As head of the Memphis BioWorks Foundation, he is making things happen, effectively and methodically creating a major new industry for Memphis’ future.
That’s why his recent comments to The Commercial Appeal about a study of 50 cities caught our eye. While others were crowing about the study results that said Memphis is a “good deal” for biotech companies, because we ranked as the seventh least costly place for biotech companies to operate, Mr. Bares kept his eye on the ball.
Yes, low operating costs are a factor in attracting companies to Memphis, but he cautioned, “You can’t win by being the cheapest. You take the compliments where you can find them, but it’s going to take more than that to compete.”
For example, he explained, a city can be a cheap place to live, but that doesn’t mean people will move there, because it must have a quality of life that attracts new jobs, new people and new companies.
“We can’t compete by cheapest alone,” Mr. Bares said. “It is filling that gap…providing the infrastructure, the workforce and entrepreneurship…that’s the hole we have to fill.”
Halleleujah. Now that’s one of the most enlightened comments we’ve heard in months about what should be the economic development priorities of the Memphis region.

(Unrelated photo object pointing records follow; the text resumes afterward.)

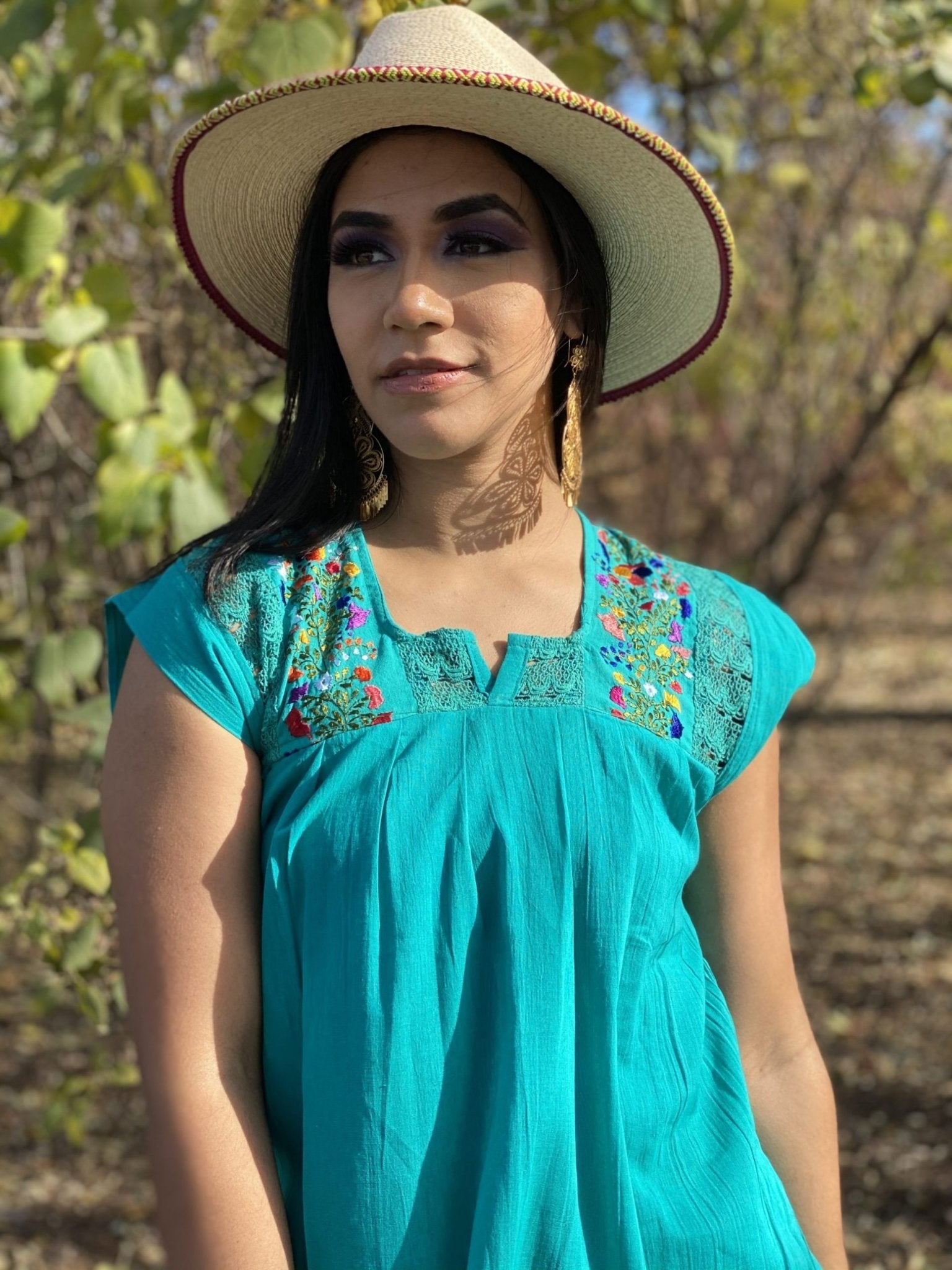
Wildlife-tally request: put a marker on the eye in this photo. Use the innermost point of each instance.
(467, 236)
(346, 252)
(350, 251)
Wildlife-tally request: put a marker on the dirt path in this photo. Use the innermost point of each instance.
(867, 810)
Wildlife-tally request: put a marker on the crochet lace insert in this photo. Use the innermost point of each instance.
(249, 606)
(552, 675)
(439, 670)
(723, 671)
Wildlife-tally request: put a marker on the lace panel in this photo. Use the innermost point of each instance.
(553, 675)
(250, 607)
(724, 667)
(644, 606)
(439, 671)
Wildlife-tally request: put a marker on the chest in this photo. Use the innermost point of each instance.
(489, 605)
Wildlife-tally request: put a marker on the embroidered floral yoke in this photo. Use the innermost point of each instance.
(491, 1041)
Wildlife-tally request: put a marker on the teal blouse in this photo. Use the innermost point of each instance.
(490, 1037)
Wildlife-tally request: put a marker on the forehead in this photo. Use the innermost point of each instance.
(420, 171)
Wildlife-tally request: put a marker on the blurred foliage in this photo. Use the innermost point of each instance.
(135, 417)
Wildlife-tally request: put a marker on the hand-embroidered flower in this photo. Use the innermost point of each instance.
(646, 619)
(358, 616)
(611, 624)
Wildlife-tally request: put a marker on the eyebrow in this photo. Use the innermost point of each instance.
(444, 213)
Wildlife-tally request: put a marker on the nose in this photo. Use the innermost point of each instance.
(415, 301)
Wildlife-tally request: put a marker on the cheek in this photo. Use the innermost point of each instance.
(348, 316)
(514, 322)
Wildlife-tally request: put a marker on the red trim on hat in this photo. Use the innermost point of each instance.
(180, 224)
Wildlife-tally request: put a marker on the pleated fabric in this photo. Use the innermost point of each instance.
(490, 1037)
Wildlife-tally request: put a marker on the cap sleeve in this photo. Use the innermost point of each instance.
(772, 659)
(188, 642)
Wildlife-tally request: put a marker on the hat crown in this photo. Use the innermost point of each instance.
(451, 37)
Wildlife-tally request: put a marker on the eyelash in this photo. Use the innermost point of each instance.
(343, 253)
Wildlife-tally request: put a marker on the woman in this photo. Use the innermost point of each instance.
(423, 789)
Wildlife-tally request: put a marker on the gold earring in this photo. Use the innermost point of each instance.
(570, 479)
(369, 455)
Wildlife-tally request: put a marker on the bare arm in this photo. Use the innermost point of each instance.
(735, 900)
(180, 813)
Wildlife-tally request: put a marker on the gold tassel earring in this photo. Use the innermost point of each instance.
(369, 455)
(570, 479)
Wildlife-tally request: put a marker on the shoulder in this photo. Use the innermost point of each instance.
(739, 655)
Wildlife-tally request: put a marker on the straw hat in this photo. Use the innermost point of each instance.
(242, 174)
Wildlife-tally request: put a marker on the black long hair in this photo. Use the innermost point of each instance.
(309, 489)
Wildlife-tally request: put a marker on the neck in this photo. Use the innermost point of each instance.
(499, 495)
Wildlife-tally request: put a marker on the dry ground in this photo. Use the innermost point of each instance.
(867, 809)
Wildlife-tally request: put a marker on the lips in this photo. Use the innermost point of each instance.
(405, 367)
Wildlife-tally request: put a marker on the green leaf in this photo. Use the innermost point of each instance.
(235, 20)
(89, 869)
(143, 183)
(788, 174)
(871, 86)
(13, 526)
(69, 326)
(284, 50)
(83, 35)
(195, 505)
(83, 652)
(918, 84)
(50, 675)
(25, 19)
(94, 1005)
(584, 69)
(31, 233)
(268, 401)
(655, 11)
(728, 23)
(110, 287)
(94, 714)
(25, 390)
(113, 379)
(177, 407)
(82, 948)
(720, 146)
(130, 498)
(942, 61)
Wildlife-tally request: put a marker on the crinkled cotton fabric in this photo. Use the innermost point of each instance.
(490, 1037)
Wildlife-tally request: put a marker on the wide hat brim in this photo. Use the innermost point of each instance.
(240, 178)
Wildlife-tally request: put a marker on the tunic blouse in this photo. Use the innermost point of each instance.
(490, 1037)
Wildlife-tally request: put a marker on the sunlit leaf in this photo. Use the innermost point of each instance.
(82, 948)
(74, 324)
(24, 19)
(50, 673)
(113, 379)
(31, 236)
(177, 406)
(89, 869)
(25, 390)
(83, 652)
(110, 286)
(918, 84)
(284, 50)
(13, 526)
(195, 505)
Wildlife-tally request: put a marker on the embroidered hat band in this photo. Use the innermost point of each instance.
(240, 177)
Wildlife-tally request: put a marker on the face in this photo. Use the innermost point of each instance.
(439, 252)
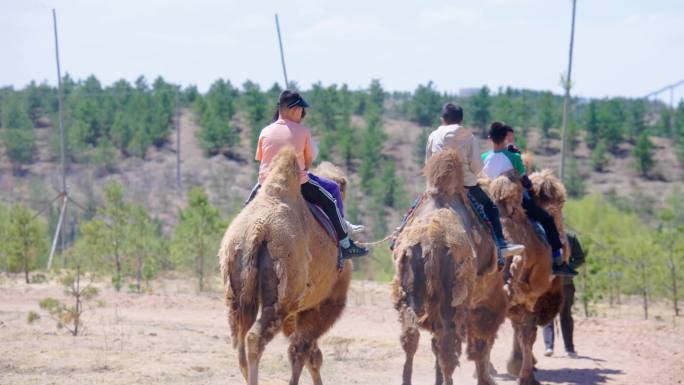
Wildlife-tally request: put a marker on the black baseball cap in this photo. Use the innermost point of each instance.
(291, 99)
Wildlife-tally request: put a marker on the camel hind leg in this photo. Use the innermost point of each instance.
(526, 335)
(269, 321)
(483, 323)
(311, 325)
(411, 279)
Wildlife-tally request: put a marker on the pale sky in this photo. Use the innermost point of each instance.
(622, 47)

Most impressively, this is not just rhetoric. The BioWorks Foundation has based its vision, its plan and its action on lofty ambitions, and most importantly, on creating a quality city, quality workers and quality facilities. In this way, it’s one of the rarest organizations in a city that historically sells itself proudly on how cheap we are, how cheap our labor is and how cheap our land is.

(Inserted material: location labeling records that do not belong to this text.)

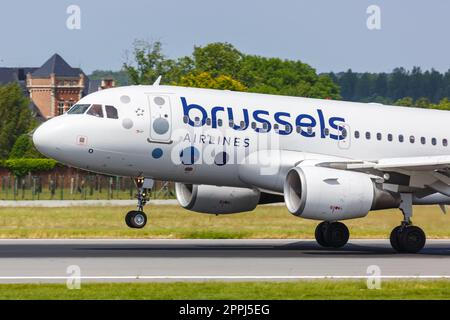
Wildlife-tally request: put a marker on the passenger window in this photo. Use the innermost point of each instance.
(79, 109)
(111, 112)
(96, 110)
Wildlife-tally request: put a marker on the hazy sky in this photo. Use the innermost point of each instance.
(329, 35)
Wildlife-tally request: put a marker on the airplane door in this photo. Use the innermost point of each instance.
(160, 118)
(345, 141)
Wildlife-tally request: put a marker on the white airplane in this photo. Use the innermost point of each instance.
(230, 151)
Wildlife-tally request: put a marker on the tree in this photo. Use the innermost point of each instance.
(206, 80)
(218, 59)
(121, 77)
(405, 102)
(24, 148)
(149, 63)
(15, 117)
(423, 103)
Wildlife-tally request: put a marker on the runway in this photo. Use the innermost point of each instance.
(194, 260)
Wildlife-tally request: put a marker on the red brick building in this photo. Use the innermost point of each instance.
(54, 87)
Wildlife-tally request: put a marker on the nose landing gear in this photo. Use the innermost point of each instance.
(137, 219)
(407, 238)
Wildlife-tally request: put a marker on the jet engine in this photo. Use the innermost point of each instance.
(221, 200)
(326, 194)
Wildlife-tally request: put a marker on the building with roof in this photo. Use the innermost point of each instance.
(54, 87)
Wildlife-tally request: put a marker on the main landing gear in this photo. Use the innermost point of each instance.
(332, 234)
(137, 219)
(407, 238)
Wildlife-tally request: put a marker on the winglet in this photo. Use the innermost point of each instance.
(157, 82)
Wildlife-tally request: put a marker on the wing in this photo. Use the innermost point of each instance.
(420, 174)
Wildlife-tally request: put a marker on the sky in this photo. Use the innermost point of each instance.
(329, 35)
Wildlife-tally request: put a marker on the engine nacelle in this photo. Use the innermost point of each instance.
(326, 194)
(216, 200)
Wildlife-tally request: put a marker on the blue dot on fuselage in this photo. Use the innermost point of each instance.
(157, 153)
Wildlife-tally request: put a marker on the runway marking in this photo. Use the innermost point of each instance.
(430, 277)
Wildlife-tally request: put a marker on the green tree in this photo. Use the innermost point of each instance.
(121, 77)
(148, 63)
(405, 102)
(206, 80)
(218, 59)
(15, 117)
(423, 103)
(24, 148)
(444, 104)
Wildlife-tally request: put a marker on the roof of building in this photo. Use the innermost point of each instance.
(58, 66)
(8, 75)
(94, 86)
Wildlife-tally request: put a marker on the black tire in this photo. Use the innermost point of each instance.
(394, 238)
(128, 219)
(136, 219)
(337, 235)
(412, 239)
(320, 234)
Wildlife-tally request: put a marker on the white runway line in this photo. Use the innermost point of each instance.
(412, 277)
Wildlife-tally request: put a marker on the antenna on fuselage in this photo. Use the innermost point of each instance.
(158, 81)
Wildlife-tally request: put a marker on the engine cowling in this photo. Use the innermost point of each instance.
(326, 194)
(218, 200)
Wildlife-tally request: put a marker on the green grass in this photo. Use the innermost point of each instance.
(174, 222)
(299, 290)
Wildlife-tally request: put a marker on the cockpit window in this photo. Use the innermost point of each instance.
(96, 111)
(78, 109)
(111, 112)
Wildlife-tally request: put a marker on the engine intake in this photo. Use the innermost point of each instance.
(326, 194)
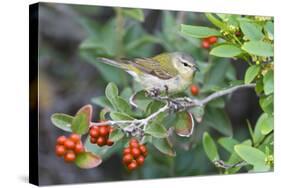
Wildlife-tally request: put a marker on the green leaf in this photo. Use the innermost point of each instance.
(267, 125)
(80, 124)
(218, 119)
(87, 160)
(226, 50)
(198, 31)
(251, 73)
(252, 156)
(251, 31)
(210, 147)
(184, 124)
(116, 135)
(156, 129)
(258, 48)
(62, 121)
(111, 91)
(228, 143)
(134, 13)
(164, 146)
(116, 116)
(268, 82)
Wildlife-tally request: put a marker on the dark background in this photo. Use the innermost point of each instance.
(68, 81)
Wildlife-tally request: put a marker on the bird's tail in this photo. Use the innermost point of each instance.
(115, 63)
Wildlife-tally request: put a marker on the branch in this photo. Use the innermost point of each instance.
(172, 104)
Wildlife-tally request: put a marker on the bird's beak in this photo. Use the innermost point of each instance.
(195, 68)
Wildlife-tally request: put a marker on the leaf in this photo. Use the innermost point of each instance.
(266, 103)
(267, 124)
(87, 110)
(198, 31)
(251, 73)
(111, 91)
(80, 124)
(116, 135)
(252, 156)
(251, 31)
(228, 143)
(134, 13)
(218, 119)
(87, 160)
(184, 124)
(116, 116)
(62, 121)
(156, 129)
(258, 48)
(210, 147)
(164, 146)
(102, 101)
(268, 82)
(226, 50)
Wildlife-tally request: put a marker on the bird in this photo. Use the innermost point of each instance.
(166, 72)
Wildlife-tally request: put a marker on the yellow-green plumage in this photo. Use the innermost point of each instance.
(174, 71)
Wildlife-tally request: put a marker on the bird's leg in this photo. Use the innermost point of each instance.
(131, 100)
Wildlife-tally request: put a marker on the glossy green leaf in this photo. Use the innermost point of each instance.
(251, 73)
(164, 146)
(62, 121)
(268, 82)
(134, 13)
(111, 91)
(80, 124)
(258, 48)
(226, 50)
(156, 129)
(210, 147)
(199, 31)
(266, 103)
(184, 124)
(228, 143)
(251, 31)
(87, 160)
(252, 156)
(116, 135)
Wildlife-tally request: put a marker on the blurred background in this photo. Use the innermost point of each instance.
(71, 36)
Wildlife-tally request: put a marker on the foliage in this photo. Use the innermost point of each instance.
(240, 37)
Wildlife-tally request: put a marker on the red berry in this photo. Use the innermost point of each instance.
(205, 44)
(61, 140)
(135, 152)
(212, 39)
(69, 156)
(109, 142)
(143, 149)
(101, 141)
(103, 131)
(69, 144)
(60, 150)
(140, 160)
(78, 148)
(94, 132)
(127, 159)
(194, 89)
(93, 140)
(133, 165)
(126, 151)
(75, 138)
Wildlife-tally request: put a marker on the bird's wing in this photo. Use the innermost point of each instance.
(154, 68)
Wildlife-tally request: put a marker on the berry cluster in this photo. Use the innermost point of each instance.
(134, 154)
(207, 42)
(100, 135)
(194, 89)
(69, 147)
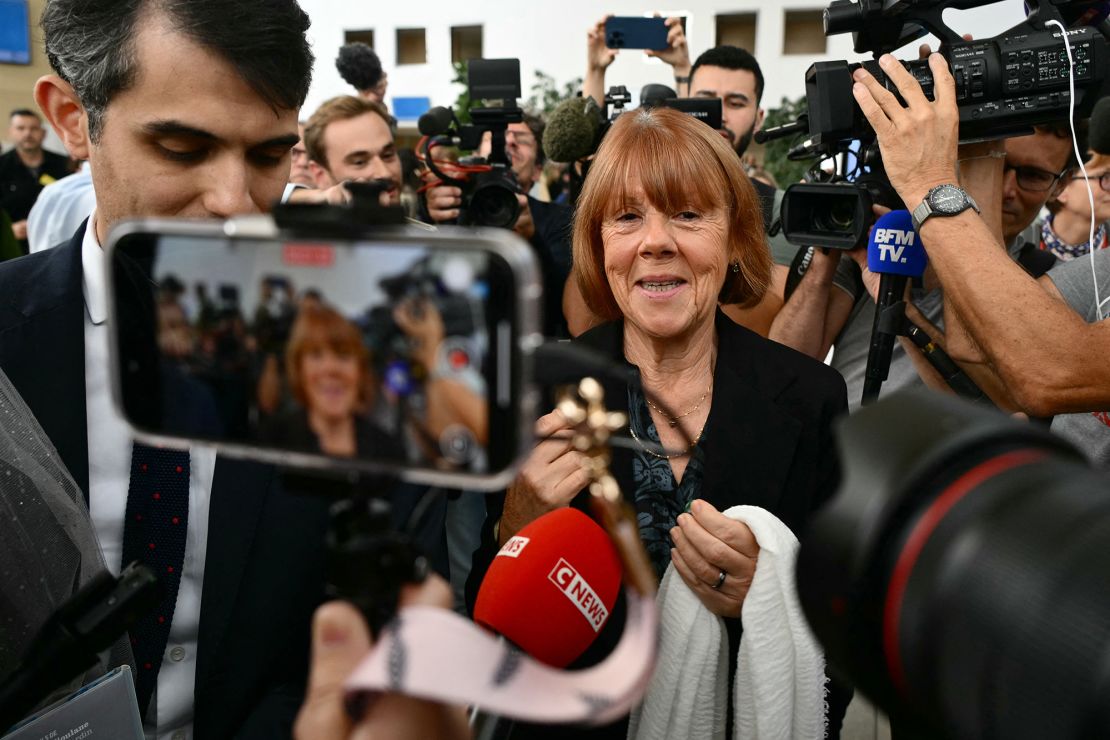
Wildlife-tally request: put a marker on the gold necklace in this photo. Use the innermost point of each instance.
(665, 456)
(673, 421)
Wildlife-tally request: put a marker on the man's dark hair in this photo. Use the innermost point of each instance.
(359, 66)
(92, 47)
(730, 58)
(536, 125)
(1061, 130)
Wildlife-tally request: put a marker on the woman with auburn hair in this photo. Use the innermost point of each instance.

Sadly, the cities that are succeeding in today’s highly competitive global economy are doing just the opposite. They are making investments in quality -- better workers, high-quality universities, an enriching quality of life and efficient, economical public services.
If we continue to sell ourselves on our cheapness, it is a race to the bottom. There is no way that as the global playing field becomes flatter and flatter that we can be cheaper than third world nations.
Our competitive edge must be based on a highly-skilled workforce and an infrastructure that links our businesses efficiently and seamlessly to the global marketplace.
It not a coincidence that the most expensive U.S. biotechnology cities in the study were San Jose, San Francisco, Middlesex/Somerset/Hunterdon, NJ, Princeton, NJ, Boston, New Haven and Philadelphia, are also leaders in the biotechnology industry. They are leaders because they invest in quality and workers and companies want to move there.
The cities sharing top billing for their cheapness with Memphis are Sioux Falls, Shreveport, Norman, OK, Birmingham, New Orleans and Indianapolis. That doesn’t sound like the list of peer cities that we want to be included in, and our pride in being in such a list taps into a feeling of unworthiness that undergirds much of our civic psyche.
That feeling is thankfully not part of the BioWorks Foundation, and although it’s best known for imploding the old Baptist Hospital, it has quietly developed the most impressive business vision in Memphis since FedEx was created.
In staking out Memphis’ claim to the biotech industry with its companies valued at $225 billion, the way that the Foundation is doing its work also offers lessons to our economic development experts. Rather than the BioWorks Foundation is leveraging our city’s unique strengths to create a distinctive niche for the future. Among those strengths are our position as leaders in orthopedics and musculoskeletal implants, St. Jude Children’s Research Hospital and FedEx and its place as the inventor of global commerce.
And most of all, the BioWorks Foundation – unlike many cities - resisted the temptation to build the future on a green field policy. Instead, it chose to transform the old Baptist Hospital site into a world-class research park in an urban setting. The Foundation opted to stay in Midtown, where it founded the Memphis Academy for Science and Engineering, where it has supported the redevelopment of Lamar Terrace, where it has partnered in training programs with Southwest Tennessee Community College and where it has joined with University of Tennessee Health Sciences Center to attract major national grants and to commercialize research.
When completed, the economic impact of the biotech district is projected to be about $2 billion and create new jobs at all skill and pay levels. And most of all, it’s doing it by selling Memphis as a quality place to live and work, and that may be the most important product of all.